As one who has spent pleasant time on Sand Hill Road and the Stanford campus, I’m dismayed by the demands for special treatment coming from the denizens of one of America’s most privileged and affluent precincts.

Sand Hill Road, leading up the hills above Stanford, was the home of Silicon Valley’s first venture capital firms and of a branch of the now-bankrupt Silicon Valley Bank. Stanford, of course, is the home of Stanford Law School, site of the latest silencing of an eminent speaker by “woke” thugs.

That happened March 9, at a Federalist Society event featuring federal Fifth Circuit Judge Kyle Duncan. Such shout-downs of speakers violate law school policy, but none of the six school administrators in the room objected.
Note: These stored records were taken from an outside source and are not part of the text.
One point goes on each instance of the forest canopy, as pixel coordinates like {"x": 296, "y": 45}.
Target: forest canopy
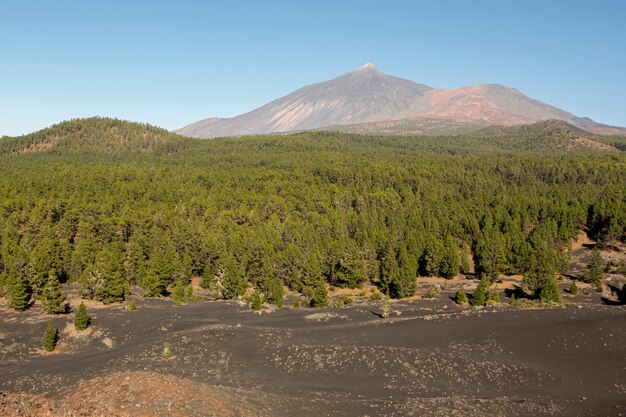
{"x": 110, "y": 204}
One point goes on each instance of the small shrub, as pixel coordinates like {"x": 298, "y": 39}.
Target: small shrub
{"x": 432, "y": 292}
{"x": 386, "y": 308}
{"x": 493, "y": 297}
{"x": 256, "y": 302}
{"x": 167, "y": 351}
{"x": 479, "y": 297}
{"x": 525, "y": 303}
{"x": 320, "y": 296}
{"x": 461, "y": 297}
{"x": 344, "y": 300}
{"x": 81, "y": 320}
{"x": 50, "y": 337}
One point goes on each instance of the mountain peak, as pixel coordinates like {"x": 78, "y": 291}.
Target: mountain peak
{"x": 367, "y": 67}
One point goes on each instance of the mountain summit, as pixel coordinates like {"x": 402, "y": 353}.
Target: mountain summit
{"x": 369, "y": 96}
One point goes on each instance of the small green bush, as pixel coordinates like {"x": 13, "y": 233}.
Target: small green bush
{"x": 461, "y": 297}
{"x": 431, "y": 292}
{"x": 256, "y": 302}
{"x": 81, "y": 320}
{"x": 386, "y": 308}
{"x": 493, "y": 297}
{"x": 50, "y": 337}
{"x": 344, "y": 300}
{"x": 167, "y": 351}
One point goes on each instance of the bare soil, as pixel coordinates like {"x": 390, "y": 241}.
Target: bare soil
{"x": 429, "y": 358}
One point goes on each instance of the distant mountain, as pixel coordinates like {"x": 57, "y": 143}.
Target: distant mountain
{"x": 99, "y": 135}
{"x": 363, "y": 95}
{"x": 367, "y": 100}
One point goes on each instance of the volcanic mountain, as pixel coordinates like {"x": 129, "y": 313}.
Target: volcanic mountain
{"x": 367, "y": 99}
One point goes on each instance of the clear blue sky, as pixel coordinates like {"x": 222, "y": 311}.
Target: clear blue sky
{"x": 171, "y": 63}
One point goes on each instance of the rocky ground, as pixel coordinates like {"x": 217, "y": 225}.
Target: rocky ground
{"x": 430, "y": 358}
Instead, the diversity, equity and inclusion associate dean, Tirien Steinbach, read a prepared statement including criticisms of the judge.
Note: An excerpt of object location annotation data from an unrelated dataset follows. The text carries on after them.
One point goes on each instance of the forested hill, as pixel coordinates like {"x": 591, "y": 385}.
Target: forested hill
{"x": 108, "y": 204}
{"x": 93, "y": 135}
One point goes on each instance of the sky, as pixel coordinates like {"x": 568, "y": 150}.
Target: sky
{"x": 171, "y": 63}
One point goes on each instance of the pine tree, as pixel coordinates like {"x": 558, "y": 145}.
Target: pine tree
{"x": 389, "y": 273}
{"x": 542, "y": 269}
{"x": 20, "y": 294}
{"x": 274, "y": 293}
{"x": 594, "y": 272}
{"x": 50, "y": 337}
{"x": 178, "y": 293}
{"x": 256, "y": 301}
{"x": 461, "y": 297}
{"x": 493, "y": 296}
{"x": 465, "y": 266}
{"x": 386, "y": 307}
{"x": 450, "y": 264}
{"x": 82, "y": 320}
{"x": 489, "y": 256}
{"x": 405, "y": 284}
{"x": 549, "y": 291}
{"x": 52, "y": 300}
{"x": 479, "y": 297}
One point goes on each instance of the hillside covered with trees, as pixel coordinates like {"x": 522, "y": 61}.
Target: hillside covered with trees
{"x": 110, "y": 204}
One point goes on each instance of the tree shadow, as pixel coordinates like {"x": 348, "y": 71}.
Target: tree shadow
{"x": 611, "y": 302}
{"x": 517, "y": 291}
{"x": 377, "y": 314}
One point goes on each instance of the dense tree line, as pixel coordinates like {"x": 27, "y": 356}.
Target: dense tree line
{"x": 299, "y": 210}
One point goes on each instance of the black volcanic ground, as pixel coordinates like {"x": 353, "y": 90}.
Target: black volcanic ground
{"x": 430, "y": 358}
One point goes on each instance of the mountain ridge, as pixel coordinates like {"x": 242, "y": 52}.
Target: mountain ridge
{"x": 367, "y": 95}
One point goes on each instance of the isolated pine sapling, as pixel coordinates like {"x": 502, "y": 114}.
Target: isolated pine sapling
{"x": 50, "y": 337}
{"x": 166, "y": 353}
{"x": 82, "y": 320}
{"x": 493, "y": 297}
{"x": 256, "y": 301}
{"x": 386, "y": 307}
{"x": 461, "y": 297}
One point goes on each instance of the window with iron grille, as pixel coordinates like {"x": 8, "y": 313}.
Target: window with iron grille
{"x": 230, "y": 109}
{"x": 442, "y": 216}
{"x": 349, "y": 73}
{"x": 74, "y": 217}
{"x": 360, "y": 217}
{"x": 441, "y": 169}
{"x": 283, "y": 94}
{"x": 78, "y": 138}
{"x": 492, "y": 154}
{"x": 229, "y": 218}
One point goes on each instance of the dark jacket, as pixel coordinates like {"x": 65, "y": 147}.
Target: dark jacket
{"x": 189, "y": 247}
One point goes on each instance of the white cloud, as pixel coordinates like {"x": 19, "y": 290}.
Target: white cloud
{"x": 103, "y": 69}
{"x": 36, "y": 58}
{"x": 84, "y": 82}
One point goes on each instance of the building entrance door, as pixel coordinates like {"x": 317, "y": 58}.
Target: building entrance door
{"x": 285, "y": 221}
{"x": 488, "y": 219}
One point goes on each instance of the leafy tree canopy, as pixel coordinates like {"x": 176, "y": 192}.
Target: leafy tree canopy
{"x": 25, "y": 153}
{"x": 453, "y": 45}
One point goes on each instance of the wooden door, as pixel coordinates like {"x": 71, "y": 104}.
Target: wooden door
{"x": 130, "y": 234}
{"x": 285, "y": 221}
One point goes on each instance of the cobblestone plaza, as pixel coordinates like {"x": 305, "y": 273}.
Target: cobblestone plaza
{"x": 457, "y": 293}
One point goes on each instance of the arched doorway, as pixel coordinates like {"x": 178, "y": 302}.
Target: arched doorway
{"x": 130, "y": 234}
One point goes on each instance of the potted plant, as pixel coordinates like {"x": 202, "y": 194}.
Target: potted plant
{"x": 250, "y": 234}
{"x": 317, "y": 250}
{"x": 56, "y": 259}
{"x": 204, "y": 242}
Such campus thuggery has become common, notably at Yale Law School (of which I am a graduate) on March 10 of last year.

On March 10, the Stanford Law School dean issued an apology but seemed to excuse the DEI administrator by saying, “however well-intentioned, attempts at managing the room in this instance went awry.” On March 12, the law school dean and the university president issued a more forthright apology, admitting that “staff members who should have enforced university policies failed to do so.”
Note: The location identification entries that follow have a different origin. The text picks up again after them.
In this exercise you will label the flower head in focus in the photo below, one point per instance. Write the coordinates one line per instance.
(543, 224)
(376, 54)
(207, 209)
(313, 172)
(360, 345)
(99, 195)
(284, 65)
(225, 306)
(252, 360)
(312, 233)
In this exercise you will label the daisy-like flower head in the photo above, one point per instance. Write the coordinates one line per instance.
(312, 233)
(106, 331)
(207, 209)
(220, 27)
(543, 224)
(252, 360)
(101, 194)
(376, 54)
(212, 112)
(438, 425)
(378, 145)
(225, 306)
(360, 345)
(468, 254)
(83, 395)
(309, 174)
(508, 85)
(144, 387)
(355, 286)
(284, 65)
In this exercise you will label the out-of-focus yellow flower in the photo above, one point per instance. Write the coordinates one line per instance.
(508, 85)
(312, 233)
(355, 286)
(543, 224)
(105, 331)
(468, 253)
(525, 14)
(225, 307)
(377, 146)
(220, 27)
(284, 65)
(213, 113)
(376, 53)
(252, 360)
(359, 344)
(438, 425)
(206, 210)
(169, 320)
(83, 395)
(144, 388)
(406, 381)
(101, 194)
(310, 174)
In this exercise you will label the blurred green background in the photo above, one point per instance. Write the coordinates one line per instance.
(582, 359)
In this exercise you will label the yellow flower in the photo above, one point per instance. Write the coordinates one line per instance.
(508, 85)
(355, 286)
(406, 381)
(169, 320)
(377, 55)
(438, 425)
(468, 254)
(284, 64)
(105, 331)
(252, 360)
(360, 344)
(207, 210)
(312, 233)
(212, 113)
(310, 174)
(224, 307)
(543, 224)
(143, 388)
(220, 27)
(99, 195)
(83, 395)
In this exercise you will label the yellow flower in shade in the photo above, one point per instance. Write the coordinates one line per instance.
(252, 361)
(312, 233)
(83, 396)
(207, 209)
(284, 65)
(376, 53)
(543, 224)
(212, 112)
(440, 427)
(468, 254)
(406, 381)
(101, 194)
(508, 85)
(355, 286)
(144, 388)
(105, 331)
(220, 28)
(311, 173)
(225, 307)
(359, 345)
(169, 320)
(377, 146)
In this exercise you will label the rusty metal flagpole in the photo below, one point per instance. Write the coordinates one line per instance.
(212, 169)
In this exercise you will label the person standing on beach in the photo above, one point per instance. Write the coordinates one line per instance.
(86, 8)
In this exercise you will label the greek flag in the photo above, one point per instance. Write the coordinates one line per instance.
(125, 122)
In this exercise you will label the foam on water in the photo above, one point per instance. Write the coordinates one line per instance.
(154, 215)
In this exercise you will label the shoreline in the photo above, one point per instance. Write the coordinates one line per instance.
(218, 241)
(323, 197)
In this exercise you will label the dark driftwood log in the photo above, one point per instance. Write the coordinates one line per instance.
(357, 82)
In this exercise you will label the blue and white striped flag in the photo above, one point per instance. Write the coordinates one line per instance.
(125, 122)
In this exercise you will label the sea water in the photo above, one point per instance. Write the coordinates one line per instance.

On March 13, hundreds of law students lined the halls to intimidate the law school dean for apologizing.

Despite the apologies, no one seems to be contemplating any punishment or sanction for the students or their DEI apologist.

Buy why should their complaints be taken seriously? Law students are adults. Why do they have to be shielded by hordes of administrators from speech that hurts their feelings?

Stanford Law students aren’t the only Silicon Valley denizens granted special treatment this month. Tech executives who were big depositors in Silicon Valley Bank were bailed out by government regulators over the weekend.

SVB’s demise, the second biggest bank failure in United States history, has sparked demands for increased or different banking regulation. Yet it appears that the failure resulted not from weak regulations but from bad decisions by people blessed, like Stanford Law students, with high cognitive ability and ensconced in enviable institutional niches.

SVB executives, absorbing an inrush of deposits from Silicon Valley techies, decided to invest heavily in long-term bonds without hedging against the risk of higher interest rates. They did so even though 93% of deposits were above the $250,000 limit on Federal Deposit Insurance Corp. insurance.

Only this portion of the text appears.